India’s 840 million mobile phone connections are emerging as knights in armour in the financial inclusion challenge—they hold the promise of providing banking access to the large swathe of India’s unbanked population. Yet, today, less than 20 million people in India are using mobile banking services offered by some 50-odd banks, even though the National Payments Consortium of India (NPCI) has rolled out a gateway for inter-bank mobile payment services (IMPS).
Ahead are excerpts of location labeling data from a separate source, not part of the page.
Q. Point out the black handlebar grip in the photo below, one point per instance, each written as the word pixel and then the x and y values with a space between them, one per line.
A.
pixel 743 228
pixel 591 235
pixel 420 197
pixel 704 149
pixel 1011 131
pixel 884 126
M-banking at present includes: a mini-statement (recent transactions), balance confirmation, cheque book requests, change of m-PIN and money transfers between customers of signatory banks, within prescribed daily limits. M-banking access can be enabled through: interactive voice responses, mobile applications (apps), SMS, and of late, the Unstructured Supplementary Services Data (USSD). Of these, the USSD has been proposed as a game-changer in financial inclusion, able to accelerate the penetration and adoption of mobile banking, especially in interior unbanked areas. A standard short code—*99#—and a seven digit mobile-banking identity is all it will take.

The premise is indeed powerful: the USSD uses the internal signalling bandwidth of the mobile networks, does not require GPRS connectivity or downloading any software and can be used on the most basic GSM handsets--which have more than 60% market share. This makes USSD highly attractive for financial inclusion. Also, it is also more secure than SMS and does not store session data anywhere.